A partir de esta fecha, Nevado siguió a Bolívar por todas partes, ora jadeando detrás de su caballo en las ciudades y campamentos, ora dentro de un cesto cargado por una mula, a través de largas distancias y en las marchas forzadas. Él estuvo echado junto a la Piedra Histórica de Santana de Trujillo en la célebre entrevista de Bolívar con Morillo, provocando las miradas curiosas y la admiración de los oficiales españoles que conocían su historia; y durante el Armisticio, visitó el extinguido Virreinato de Santa Fe y durmió algunas siestas en la mansión de sus virreyes, sobre las ricas alfombras del palacio capitolino de San Carlos, en Bogotá.
Atravesando Bolívar con sus edecanes por un hato de los llanos, salieron de un caney multitud de perros de todos tamaños, y se arrojaron sobre los caballos, ladrándoles con tanta algarabía y obstinación, que los oficiales iban ya a valerse de las espadas para liberarse de aquel tormento, cuando les llegó el remedio, porque en oyendo Nevado, que venía un poco atrás adormilado dentro del cesto, los desacompasados aullidos de aquella jauría, se botó al suelo de un salto, con espanto de la bestia que lo cargaba, y a todo correr y dando descomunales ladridos arremetió de lleno contra la ruidosa tropa de podencos, los cuales huyeron al punto poseídos de terror.
—¡Bravo, bravo! ¡Lo has hecho muy bien, Nevado! —exclamaron los oficiales, agradecidos al potente animal que les quitaba de encima aquella insoportable molestia, a lo que agregó Bolívar, riéndose de la derrota de los galgos:
—Esos pobres perros jamás habían visto un gigante de su especie.
El 24 de junio de 1821, en la célebre llanura de Carabobo, enardecido el perro en medio de la batalla, se lanzó como una fiera sobre los caballos españoles, no obstante su edad de nueve años que empezaba a privarle de rapidez en la carrera y hacerle más fatigosas las marchas sorprendentes de su perínclito amo. En vano se le llamó repetidas veces. Ni él ni Tinjacá, que lo seguía, volvieron a presentarse a los ojos de Bolívar ni de su Estado Mayor.
Ya habían sonado en el glorioso campo las dianas del triunfo y sólo se oían a lo lejos las descargas de fusilería que daba el Valencey en su heroica retirada. Bolívar vuelto en sí del frenético entusiasmo de la Victoria, pregunta de nuevo por su perro, en momentos en que recorría el campo, cuando se presenta un ayudante y le dice:
—Tengo la pena de informar a Su Excelencia que Tinjacá, el indio de su servicio, está gravemente herido.
—¿Y el perro? —le preguntó al punto.
—El perro… —dijo titubeando el ayudante—, el perro también está herido.
Bolívar puso al galope su fogoso caballo en la dirección indicada.
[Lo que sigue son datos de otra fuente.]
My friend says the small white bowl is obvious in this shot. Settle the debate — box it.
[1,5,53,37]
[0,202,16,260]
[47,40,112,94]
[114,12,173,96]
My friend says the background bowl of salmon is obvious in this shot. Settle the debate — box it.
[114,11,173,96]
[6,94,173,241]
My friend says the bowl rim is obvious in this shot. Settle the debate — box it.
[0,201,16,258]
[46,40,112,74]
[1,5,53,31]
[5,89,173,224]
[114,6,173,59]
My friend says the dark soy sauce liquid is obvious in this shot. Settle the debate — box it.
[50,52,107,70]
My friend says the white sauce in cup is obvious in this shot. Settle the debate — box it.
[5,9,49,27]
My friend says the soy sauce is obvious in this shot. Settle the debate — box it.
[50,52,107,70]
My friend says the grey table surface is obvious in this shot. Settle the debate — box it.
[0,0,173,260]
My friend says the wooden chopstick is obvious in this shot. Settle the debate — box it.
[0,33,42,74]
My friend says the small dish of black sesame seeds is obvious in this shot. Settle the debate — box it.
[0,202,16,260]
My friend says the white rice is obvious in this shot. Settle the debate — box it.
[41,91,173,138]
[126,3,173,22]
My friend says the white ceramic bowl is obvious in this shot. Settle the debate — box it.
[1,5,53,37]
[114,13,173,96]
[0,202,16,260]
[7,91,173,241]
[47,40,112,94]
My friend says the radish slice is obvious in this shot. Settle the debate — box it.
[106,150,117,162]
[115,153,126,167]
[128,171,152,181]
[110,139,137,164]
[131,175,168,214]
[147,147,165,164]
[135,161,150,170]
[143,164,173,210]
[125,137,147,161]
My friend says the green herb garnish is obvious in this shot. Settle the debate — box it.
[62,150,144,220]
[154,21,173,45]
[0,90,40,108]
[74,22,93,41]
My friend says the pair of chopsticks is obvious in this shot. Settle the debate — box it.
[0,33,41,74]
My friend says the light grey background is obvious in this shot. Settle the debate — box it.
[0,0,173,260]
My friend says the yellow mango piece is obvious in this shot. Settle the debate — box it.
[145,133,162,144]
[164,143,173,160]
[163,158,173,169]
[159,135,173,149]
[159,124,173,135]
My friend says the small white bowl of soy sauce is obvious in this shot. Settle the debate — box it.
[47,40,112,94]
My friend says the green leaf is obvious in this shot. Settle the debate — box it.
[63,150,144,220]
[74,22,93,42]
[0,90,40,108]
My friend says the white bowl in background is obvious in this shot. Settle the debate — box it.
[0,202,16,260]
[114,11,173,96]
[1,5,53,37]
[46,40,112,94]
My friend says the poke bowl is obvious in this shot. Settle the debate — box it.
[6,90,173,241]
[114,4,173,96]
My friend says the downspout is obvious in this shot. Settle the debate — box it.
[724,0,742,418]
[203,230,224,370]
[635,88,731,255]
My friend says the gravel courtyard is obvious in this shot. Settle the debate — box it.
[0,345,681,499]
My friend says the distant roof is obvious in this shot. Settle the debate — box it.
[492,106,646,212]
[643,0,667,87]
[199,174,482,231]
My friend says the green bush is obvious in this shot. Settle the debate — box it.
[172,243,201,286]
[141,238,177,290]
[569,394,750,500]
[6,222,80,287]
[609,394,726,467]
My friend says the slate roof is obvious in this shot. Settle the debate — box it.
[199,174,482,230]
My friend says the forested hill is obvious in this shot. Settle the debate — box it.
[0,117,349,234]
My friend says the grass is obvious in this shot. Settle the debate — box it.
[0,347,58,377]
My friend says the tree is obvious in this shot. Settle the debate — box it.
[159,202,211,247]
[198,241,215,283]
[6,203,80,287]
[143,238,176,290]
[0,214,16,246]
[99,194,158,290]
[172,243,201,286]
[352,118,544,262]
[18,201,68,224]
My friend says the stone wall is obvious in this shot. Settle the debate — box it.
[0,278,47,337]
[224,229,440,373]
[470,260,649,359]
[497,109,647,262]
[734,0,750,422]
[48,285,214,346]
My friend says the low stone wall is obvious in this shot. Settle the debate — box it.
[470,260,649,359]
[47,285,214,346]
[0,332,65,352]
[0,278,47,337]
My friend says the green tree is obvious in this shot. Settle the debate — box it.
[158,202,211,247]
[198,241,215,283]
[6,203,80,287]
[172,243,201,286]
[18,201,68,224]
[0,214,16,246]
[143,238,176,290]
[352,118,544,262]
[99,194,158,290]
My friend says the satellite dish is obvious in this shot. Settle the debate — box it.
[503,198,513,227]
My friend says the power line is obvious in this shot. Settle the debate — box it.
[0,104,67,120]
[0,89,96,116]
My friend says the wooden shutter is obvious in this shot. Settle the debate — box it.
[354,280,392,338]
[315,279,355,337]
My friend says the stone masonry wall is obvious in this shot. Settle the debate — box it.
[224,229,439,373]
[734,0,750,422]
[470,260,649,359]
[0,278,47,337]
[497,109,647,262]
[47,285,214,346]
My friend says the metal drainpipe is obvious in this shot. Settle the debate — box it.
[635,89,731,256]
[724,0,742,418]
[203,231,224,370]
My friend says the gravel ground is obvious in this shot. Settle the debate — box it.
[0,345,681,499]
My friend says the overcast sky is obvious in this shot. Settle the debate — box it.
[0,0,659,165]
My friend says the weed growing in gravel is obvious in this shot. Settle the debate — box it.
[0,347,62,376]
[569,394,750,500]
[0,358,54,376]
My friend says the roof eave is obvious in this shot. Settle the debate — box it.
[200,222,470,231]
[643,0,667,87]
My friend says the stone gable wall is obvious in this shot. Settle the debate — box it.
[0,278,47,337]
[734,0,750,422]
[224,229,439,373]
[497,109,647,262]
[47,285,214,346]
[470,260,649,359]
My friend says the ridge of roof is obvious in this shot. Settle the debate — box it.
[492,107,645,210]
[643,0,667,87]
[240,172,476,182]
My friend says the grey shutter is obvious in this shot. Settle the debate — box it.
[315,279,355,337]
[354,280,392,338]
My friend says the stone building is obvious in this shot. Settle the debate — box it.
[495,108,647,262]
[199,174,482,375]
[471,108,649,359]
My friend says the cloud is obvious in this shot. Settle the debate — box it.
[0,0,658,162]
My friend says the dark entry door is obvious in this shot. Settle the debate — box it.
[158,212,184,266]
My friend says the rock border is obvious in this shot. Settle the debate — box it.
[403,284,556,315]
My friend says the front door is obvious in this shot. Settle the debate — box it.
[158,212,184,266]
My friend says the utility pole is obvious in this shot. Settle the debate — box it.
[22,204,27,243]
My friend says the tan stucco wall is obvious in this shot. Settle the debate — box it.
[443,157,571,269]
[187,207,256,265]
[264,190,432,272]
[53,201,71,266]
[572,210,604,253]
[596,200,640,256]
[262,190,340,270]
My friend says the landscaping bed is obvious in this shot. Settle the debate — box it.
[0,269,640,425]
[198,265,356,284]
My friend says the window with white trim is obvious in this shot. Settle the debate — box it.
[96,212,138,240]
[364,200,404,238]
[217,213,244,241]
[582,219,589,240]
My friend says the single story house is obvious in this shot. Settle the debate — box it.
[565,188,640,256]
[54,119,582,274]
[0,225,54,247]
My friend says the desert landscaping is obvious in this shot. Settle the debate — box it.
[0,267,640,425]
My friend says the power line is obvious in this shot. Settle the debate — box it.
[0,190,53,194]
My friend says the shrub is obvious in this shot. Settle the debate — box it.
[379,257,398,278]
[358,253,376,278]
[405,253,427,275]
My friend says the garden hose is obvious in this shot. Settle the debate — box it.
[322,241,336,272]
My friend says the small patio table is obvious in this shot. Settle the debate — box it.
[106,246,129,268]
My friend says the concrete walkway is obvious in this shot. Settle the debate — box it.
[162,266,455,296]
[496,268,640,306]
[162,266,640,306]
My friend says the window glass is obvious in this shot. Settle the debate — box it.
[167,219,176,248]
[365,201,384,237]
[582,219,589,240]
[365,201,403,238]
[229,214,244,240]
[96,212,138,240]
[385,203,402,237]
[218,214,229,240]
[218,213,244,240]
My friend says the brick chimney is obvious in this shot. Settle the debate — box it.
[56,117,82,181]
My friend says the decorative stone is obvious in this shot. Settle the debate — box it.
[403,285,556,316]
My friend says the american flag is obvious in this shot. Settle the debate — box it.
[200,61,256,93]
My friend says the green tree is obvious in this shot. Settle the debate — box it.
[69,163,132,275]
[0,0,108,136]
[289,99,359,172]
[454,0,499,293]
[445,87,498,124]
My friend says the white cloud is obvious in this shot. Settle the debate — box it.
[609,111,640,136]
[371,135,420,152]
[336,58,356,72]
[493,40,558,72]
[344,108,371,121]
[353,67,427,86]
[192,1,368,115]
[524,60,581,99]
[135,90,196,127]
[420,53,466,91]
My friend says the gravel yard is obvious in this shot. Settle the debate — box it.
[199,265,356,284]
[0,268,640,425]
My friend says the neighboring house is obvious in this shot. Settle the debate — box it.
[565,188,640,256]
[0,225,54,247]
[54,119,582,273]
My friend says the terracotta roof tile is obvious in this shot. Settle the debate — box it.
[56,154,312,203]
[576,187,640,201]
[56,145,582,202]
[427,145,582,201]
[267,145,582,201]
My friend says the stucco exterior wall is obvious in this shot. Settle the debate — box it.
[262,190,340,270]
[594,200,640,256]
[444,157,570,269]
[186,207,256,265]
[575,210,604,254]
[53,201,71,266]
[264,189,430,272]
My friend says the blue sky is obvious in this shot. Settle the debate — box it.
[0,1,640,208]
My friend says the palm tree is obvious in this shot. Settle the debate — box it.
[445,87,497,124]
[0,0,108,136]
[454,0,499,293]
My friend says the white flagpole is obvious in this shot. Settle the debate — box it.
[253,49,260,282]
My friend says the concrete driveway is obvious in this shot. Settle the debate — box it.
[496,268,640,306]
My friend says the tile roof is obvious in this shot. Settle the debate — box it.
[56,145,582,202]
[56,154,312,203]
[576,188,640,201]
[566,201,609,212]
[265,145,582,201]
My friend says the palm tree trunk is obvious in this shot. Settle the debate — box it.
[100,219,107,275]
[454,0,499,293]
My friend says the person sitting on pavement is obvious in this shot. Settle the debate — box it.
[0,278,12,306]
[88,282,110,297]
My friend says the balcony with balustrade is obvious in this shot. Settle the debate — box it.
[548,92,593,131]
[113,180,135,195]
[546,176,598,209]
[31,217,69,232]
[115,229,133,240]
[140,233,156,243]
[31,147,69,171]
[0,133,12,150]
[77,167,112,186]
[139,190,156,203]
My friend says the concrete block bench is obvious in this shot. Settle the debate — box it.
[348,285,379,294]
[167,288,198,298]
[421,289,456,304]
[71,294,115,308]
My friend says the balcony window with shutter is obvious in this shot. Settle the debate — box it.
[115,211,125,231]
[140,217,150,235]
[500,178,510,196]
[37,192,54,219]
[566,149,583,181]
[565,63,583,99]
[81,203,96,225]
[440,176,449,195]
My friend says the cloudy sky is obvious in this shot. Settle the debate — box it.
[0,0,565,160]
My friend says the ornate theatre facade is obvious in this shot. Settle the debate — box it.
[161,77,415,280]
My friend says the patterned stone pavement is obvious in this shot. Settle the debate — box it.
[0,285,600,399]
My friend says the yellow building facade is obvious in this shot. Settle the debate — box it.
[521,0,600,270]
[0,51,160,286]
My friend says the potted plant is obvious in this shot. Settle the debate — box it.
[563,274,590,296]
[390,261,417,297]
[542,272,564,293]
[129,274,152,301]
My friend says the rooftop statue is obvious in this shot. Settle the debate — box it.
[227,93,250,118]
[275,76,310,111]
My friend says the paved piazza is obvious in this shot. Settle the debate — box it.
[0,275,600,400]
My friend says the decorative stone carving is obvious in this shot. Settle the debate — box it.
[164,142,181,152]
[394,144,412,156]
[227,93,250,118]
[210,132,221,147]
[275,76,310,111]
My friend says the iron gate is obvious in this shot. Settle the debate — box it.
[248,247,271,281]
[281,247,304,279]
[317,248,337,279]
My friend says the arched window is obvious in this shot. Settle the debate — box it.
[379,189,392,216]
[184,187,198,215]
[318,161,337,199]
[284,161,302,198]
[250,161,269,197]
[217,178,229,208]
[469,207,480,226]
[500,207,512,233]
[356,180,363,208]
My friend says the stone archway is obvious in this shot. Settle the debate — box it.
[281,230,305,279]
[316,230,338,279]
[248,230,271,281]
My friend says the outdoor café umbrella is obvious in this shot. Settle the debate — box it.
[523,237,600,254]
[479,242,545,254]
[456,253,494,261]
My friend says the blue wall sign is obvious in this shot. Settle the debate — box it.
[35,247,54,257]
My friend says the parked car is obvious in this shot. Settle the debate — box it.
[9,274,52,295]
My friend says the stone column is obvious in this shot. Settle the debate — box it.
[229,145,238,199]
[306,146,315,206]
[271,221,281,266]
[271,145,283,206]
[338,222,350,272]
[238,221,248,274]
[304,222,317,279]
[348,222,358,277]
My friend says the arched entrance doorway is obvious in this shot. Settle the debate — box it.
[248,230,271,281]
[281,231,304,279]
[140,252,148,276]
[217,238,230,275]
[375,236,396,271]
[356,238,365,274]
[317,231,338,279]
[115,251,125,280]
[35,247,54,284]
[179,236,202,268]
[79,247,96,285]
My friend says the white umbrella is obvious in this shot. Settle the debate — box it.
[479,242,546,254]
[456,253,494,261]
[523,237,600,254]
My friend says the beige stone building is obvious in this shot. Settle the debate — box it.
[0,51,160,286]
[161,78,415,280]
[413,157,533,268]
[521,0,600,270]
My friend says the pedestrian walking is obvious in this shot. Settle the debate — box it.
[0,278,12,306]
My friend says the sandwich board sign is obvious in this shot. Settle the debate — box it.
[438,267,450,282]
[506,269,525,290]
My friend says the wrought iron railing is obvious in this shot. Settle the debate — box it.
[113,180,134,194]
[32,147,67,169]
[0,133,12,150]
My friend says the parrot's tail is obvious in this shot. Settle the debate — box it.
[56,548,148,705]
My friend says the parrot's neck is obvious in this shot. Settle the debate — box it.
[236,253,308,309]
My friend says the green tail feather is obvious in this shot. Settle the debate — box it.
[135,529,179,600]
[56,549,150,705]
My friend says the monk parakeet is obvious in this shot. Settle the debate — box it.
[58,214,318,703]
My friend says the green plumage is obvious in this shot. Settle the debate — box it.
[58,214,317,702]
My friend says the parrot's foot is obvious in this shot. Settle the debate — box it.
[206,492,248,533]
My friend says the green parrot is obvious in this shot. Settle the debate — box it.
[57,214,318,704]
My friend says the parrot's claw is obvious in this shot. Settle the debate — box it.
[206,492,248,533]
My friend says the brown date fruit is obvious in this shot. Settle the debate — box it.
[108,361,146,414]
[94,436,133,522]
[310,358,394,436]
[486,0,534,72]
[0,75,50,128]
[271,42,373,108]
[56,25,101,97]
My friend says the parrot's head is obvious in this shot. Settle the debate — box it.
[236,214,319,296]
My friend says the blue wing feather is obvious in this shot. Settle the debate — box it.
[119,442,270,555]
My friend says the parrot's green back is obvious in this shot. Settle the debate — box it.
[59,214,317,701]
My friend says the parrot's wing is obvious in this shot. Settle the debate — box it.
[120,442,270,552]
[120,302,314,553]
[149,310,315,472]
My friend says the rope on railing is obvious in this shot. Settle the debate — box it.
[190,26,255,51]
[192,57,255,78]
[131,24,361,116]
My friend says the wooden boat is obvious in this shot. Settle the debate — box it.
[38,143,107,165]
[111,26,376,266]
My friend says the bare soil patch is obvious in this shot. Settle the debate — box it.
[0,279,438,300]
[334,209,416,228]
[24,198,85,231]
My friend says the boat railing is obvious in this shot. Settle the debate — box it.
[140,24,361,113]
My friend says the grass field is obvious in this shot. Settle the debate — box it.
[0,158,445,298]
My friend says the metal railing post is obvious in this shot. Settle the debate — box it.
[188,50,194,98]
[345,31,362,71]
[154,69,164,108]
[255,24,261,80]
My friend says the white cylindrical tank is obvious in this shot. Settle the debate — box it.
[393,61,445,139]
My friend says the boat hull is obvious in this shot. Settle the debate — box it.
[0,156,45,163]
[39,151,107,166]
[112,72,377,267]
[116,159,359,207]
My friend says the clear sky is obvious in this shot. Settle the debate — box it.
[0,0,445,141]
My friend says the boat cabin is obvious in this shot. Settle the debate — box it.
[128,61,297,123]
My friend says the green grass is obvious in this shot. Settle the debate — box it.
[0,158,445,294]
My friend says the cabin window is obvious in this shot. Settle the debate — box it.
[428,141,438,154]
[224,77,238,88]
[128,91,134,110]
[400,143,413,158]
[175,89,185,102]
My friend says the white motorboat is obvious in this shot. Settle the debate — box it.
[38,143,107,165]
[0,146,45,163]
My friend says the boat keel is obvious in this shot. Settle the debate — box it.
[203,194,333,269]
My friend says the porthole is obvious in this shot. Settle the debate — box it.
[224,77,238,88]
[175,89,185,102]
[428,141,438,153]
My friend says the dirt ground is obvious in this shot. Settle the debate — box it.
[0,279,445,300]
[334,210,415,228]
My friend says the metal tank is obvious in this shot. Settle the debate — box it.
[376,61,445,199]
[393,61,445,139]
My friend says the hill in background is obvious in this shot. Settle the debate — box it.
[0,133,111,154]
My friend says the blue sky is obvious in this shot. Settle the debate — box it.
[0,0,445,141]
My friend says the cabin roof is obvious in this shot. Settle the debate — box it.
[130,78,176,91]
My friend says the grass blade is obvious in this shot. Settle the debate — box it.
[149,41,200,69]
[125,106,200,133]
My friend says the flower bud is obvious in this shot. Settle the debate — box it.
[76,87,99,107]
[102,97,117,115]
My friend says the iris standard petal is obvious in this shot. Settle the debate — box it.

Un cirujano hacía la primera cura al pobre indio, quien al divisar al Libertador hizo un gran esfuerzo para incorporarse, diciéndole con voz torpe y extenuada:
—¡Ah, mi General, nos han matado el perro!…
Bolívar miró en torno con la rapidez del rayo y descubrió allí mismo, a pocos pasos de Tinjacá, el cuerpo exánime de su querido perro, atravesado de un lanzazo. El espeso vellón de su lomo blanco, muy blanco como la nieve de los Andes, estaba tinto en sangre roja, muy roja como las banderas y divisas que yacían humilladas en la inmortal llanura.
Contempló en silencio el tristísimo cuadro, inmóvil como una estatua, y torciendo de pronto las riendas de su caballo con un movimiento de doloroso despecho, se alejó velozmente de aquel sitio. En sus ojos de fuego había brillado una lágrima, una lágrima de pesar profundo.
El hermoso perro Nevado era digno de aquella lágrima.